There is an apparent intractable difficulty here though. One of the mainstream suppositions of scientists is that the world is causally closed, meaning that every event that ever happens has a full explanation in terms of antecedent material causes. This includes us human beings too, and so includes all the material processes occurring within our brains. But if everything people ever do and say are purely due to material causes occurring in their brains rather than being an expression of their consciousness, then it seems we cannot infer that other people are conscious!
How do those who advocate causal closure escape this absurdity? How can anyone who subscribes to causal closure believe that anyone else is conscious at all given that everyone's behaviour is just the result of material causes playing out? It seems we have no more reason to ascribe consciousness to anyone else than we have reason to ascribe consciousness to the Earth as it orbits the Sun, or a boulder as it rolls down a hill.
They allegedly escape this apparent intractable difficulty by espousing materialism. Materialists advocate something of highly questionable intelligibility. They maintain that consciousness is quite literally the very same thing as certain material processes. Examples are behaviourists who hold that consciousness is literally identical to behaviour. Or identity theorists who hold that consciousness is literally identical to brain processes. Or functionalists who hold that consciousness is literally identical to the causal role of such brain processes (there are many flavours of materialism).

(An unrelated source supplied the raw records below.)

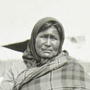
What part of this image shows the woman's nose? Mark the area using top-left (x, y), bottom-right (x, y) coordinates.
top-left (45, 38), bottom-right (51, 47)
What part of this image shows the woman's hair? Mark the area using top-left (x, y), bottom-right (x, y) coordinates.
top-left (36, 21), bottom-right (62, 39)
top-left (23, 17), bottom-right (64, 66)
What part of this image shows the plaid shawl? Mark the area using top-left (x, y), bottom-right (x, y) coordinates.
top-left (13, 54), bottom-right (90, 90)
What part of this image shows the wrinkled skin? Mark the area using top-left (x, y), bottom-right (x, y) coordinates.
top-left (35, 26), bottom-right (60, 59)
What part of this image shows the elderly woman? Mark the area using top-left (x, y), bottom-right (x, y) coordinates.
top-left (0, 17), bottom-right (90, 90)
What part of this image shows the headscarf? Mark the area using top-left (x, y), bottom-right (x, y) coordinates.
top-left (23, 17), bottom-right (64, 66)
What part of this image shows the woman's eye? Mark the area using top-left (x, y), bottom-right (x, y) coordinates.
top-left (51, 36), bottom-right (57, 40)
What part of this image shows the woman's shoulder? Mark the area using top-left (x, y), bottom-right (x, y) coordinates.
top-left (10, 60), bottom-right (27, 77)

In which case, given the behaviour of a person or the material processes occurring in their brains, their consciousness is logically entailed in much the same way that 2 + 2 = 4 is entailed. That we can look or examine the physical processes occurring in the brain and somehow, derive, have complete certitude, that that person is experiencing consciousness.
However, the materialist position here just seems to me to be straightforwardly incorrect. Regardless of whether we are looking at a person's behaviour or the processes occurring in their brains, we could never be absolutely certain that they are having conscious experiences. How could we? How does observing any material process allow me to be acquainted and have full knowledge of another person's consciousness? It just doesn't. Yes, the material processes might cause consciousness, might somehow elicit consciousness, but it's literally nonsensical to assert that such material processes are the very same thing as consciousness. And this shouldn't be of any surprise since material processes are cashed out exclusively by their physical properties -- mass, momentum, charge and so on. Conscious experiences, on the other hand, apparently wholly lack any such physical properties. Hence, by definition, consciousness cannot be the same as the correlated physical process and therefore there is no identity, nor any necessarily entailed connection, from one to the other.
The obvious alternative is to deny both causal closure and materialism. Instead, and as commonsense dictates, consciousness in and of itself really does play a causal role in the world. So, for example, the words and sentences you are reading now are the result of my consciousness. The material processes alone are insufficient. It is true that, unlike the materialist, we cannot have absolute certainty that others are conscious. But, via the notion that similar causes have similar effects, we can have a very high confidence.